![](https://images.unsplash.com/photo-1570541510210-02630d54258b?ixid=MnwxMjA3fDB8MHxwaG90by1wYWdlfHx8fGVufDB8fHx8&ixlib=rb-1.2.1&auto=format&fit=crop&w=1050&q=80)

In the first part of this notebook we'll see what categories of crime exhibited the greatest year-over-year decrease in the lockdown year. In the second part we'll see which month generally has the greatest number of motor vehicle thefts. And as a bonus we'll see which community area of Chicago saw the biggest decrease in crime. But let's start by importing necessary tools from biquery and bq_helper and looking at the description of columns, I'll comment my work in both English and German.

*Im ersten Teil dieses Notebooks werden wir sehen, welche Kriminalitätskategorien die größte Veränderung im Lockdownjahr hatten. Im zweiten Teil antworten wir auf die Frage, welcher Monat die höchste Zahl von Autodiebstähle hat. Zum Schluss sehen wir, welche Chicagos Bezirke den stärksten Rückgang in Kriminalität hatten. Aber wir starten mit dem Importieren von Werkzeuge aus bigquery und bq_helper. Unterwegs mache ich Kommentare auf Deutsch und Englisch.*

In [None]:
import warnings
warnings.filterwarnings('ignore')

In [None]:
from google.cloud import bigquery

# Create a "Client" object
client = bigquery.Client()

# Construct a reference to the "chicago_crime" dataset
dataset_ref = client.dataset("chicago_crime", project="bigquery-public-data")

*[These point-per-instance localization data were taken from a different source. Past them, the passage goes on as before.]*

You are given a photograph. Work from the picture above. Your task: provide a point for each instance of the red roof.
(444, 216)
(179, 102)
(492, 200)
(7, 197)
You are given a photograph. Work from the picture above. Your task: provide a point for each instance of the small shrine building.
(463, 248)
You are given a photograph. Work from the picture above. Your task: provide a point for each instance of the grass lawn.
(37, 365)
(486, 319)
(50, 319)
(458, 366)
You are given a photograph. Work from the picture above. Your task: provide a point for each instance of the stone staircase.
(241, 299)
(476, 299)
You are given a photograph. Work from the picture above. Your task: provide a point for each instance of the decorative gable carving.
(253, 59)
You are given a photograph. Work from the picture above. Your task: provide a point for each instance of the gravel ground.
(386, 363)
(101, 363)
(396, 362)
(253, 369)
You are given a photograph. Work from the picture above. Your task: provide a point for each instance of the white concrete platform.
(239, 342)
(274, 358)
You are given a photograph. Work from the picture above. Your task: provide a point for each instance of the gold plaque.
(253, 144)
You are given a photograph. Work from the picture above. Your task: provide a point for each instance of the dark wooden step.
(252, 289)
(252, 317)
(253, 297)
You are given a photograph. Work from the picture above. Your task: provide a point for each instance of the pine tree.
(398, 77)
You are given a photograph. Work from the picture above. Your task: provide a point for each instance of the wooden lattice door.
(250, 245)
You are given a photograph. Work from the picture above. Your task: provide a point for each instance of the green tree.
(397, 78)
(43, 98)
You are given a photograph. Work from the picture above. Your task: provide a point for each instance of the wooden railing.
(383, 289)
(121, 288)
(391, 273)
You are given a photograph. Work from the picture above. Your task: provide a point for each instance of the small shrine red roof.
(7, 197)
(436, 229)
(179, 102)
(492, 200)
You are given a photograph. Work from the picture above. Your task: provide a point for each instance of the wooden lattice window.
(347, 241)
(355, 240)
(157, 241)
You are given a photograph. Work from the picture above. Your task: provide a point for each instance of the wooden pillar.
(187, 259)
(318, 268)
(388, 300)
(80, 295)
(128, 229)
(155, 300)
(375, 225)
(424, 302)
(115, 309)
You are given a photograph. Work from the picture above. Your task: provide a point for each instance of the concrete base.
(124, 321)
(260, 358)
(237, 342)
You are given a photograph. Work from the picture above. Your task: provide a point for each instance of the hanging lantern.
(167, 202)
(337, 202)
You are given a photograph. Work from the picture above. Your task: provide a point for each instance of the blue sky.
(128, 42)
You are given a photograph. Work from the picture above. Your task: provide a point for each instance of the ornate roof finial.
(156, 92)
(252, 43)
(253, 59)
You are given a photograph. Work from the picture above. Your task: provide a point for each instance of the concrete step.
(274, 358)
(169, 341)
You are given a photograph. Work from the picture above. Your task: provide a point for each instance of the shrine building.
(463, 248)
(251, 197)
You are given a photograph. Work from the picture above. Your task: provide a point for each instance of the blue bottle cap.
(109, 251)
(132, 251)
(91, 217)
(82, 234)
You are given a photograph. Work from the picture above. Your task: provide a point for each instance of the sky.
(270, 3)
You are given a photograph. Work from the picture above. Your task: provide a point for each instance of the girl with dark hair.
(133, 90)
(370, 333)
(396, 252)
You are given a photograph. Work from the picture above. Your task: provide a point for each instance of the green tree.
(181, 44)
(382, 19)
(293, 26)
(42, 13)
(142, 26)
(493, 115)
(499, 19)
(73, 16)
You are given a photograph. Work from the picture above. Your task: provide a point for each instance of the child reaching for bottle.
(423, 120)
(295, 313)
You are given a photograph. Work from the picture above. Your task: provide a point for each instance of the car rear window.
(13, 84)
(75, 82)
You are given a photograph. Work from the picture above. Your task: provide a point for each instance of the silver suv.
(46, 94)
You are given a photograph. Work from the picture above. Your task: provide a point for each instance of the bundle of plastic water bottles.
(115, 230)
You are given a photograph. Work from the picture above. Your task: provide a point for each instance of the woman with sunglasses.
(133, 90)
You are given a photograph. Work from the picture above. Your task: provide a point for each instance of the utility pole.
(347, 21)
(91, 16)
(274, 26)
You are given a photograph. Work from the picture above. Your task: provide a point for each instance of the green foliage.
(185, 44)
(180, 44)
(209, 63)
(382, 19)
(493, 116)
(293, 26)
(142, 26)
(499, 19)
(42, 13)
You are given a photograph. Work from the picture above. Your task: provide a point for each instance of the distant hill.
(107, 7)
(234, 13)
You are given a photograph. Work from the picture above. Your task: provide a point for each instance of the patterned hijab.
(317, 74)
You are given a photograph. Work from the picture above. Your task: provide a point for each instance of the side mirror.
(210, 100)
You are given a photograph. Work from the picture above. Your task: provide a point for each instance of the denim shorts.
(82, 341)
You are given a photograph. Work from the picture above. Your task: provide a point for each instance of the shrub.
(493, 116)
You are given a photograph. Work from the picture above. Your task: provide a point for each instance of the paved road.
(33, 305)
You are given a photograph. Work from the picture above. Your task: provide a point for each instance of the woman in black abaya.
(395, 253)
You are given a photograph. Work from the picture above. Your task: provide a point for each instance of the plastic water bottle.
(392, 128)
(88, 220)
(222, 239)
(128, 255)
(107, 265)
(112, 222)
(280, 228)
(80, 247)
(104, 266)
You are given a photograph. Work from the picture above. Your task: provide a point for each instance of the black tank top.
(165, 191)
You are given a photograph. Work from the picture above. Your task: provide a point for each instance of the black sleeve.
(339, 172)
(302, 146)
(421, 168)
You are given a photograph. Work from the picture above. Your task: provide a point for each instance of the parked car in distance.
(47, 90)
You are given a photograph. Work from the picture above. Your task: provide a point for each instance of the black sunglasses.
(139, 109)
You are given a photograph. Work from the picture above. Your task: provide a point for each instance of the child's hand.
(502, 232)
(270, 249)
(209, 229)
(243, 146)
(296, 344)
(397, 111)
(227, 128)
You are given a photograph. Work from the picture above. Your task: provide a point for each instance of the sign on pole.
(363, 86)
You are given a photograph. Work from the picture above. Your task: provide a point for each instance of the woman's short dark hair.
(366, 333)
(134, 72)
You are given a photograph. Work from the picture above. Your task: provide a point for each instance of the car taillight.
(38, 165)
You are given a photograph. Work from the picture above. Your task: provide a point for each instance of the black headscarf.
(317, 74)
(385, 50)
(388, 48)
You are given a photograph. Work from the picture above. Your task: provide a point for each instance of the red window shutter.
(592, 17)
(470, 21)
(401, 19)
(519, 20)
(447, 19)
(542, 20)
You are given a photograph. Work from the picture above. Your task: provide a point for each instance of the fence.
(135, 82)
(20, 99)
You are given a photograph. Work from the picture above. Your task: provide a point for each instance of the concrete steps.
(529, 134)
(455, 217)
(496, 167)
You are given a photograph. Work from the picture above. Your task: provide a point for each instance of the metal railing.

# API request - fetch the dataset
dataset = client.get_dataset(dataset_ref)

# Construct a reference to the "crime" table
table_ref = dataset_ref.table("crime")

# API request - fetch the table
table = client.get_table(table_ref)

# Preview the first five lines of the table
client.list_rows(table, max_results=5).to_dataframe()

In [None]:
import bq_helper
from bq_helper import BigQueryHelper
bq_assistant = BigQueryHelper("bigquery-public-data", "chicago_crime")

In [None]:
bq_assistant.table_schema("crime")

In [None]:
def show_amount_of_data_scanned(query):
    # dry_run lets us see how much data the query uses without running it
    dry_run_config = bigquery.QueryJobConfig(dry_run=True)
    query_job = client.query(query, job_config=dry_run_config)
    print('Data processed: {} GB'.format(round(query_job.total_bytes_processed / 10**9, 3)))

# Part 1 / Teil 1

**What categories of crime exhibited the greatest year-over-year decrease in the lockdown year?**

***Welche Kriminalitätskategorien hatten die größte Veränderung zwischen 2019 und 2020?***

I set some thresholds to my first query, for example the number of arrests for any crime category should be over 1000

*Ich setze manche Schwellenwerte zu meiner ersten Abfrage, zum Beispiel die Zahl der Festnahmen muss über 1000 sein.*

In [None]:
category_query = """SELECT
  primary_type,
  description,
  COUNTIF(year = 2019) AS arrests_2019,
  COUNTIF(year = 2020) AS arrests_2020,
  FORMAT('%3.2f', (COUNTIF(year = 2020) - COUNTIF(year = 2019)) / COUNTIF(year = 2019)*100) AS pct_change_2019_to_2020
FROM
  `bigquery-public-data.chicago_crime.crime`
WHERE
  arrest = TRUE
  AND year IN (2019,
    2020)
GROUP BY
  primary_type,
  description
HAVING COUNTIF(year = 2019) > 1 AND (COUNTIF(year = 2019) > 1000 OR COUNTIF(year = 2020) > 1000)
ORDER BY
  ABS(COUNTIF(year = 2020) - COUNTIF(year = 2019)) / COUNTIF(year = 2019) DESC
        """
category = client.query(category_query).result().to_dataframe()

import pandas as pd

pd.set_option("display.max_rows", None, "display.max_columns", None)

category

We see above that there was a great increase in some crime categories, but it seems to have something to do with bureaucracy. Look only at the line 0 and at the line 5, they both deal with the same type of crime. That's why I will work further with the "primary_type" column and not with the "description" column.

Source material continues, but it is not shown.